REPUBLIKA.CO.ID, TEHERAN -- Iran ingin menyelidiki rekaman kotak hitam pesawat Ukraine International Airlines yang jatuh dan menewaskan 176 penumpang. Iran membutuhkan waktu sekitar satu atau dua bulan untuk mengekstrak rekaman suara dan data penerbangan dalam kotak hitam itu.
Teheran mengatakan, penyelidikan kecelakaan Ukraine Airlines memakan waktu satu atau dua tahun. Ukraine International Airlines Boeing 737-800 jatuh pada Rabu ketika Iran menembakkan rudal ke pangkalan militer AS di Irak. Hal ini menimbulkan spekulasi pesawat tersebut jatuh karena tertembak rudal.
Di media sosial, banyak warga Iran yang menyuarakan kemarahan kepada pihak berwenang karena tidak menutup bandara setelah peluncuran rudal. Sebagian besar penumpang pesawat Ukraine Airlines adalah orang Iran yang memiliki kewarganegaraan ganda dengan Kanada.
"Kami akan mengunduh rekaman kotak hitam di Iran, tetapi jika kami tidak bisa mengunduhnya karena kotak itu rusak, maka kami akan mencari bantuan," ujar Kepala Organisasi Penerbangan Sipil Iran Ali Abedzadeh dalam konferensi pers di Teheran.
Televisi pemerintah Iran sebelumnya memperlihatkan kotak hitam pesawat Ukraine Airlines yang sudah rusak. Meski dalam keadaan rusak, rekaman dalam kotak hitam tetap dapat diunduh dan dianalisis.
Badan kecelakaan udara Prancis, BEA akan terlibat dalam penyelidikan kecelakaan Ukraina Airlines.
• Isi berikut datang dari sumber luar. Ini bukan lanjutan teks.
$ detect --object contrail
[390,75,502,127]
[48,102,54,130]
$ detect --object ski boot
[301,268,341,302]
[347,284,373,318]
Sebelumnya, BEA membantu menganalisis data dari rekaman penerbangan Ethiopian Airlines yang jatuh di Ethiopia tahun lalu.
"Sangat penting untuk membuat kejelasan secepat mungkin," kata Menteri Luar Negeri Prancis Jean-Yves Le Drian.
The New York Times mengatakan telah memperoleh rekaman video yang menunjukkan sebuah rudal Iran mengenai pesawat di dekat bandara Teheran. Iran membantah pesawat itu terkena rudal dan mengatakan laporan seperti itu adalah perang psikologis melawan Iran.
"Semua negara yang warganya berada di pesawat dapat mengirim perwakilan dan kami mendesak Boeing mengirim perwakilannya untuk bergabung dalam proses penyelidikan kotak hitam," kata juru bicara pemerintah Ali Rabiei.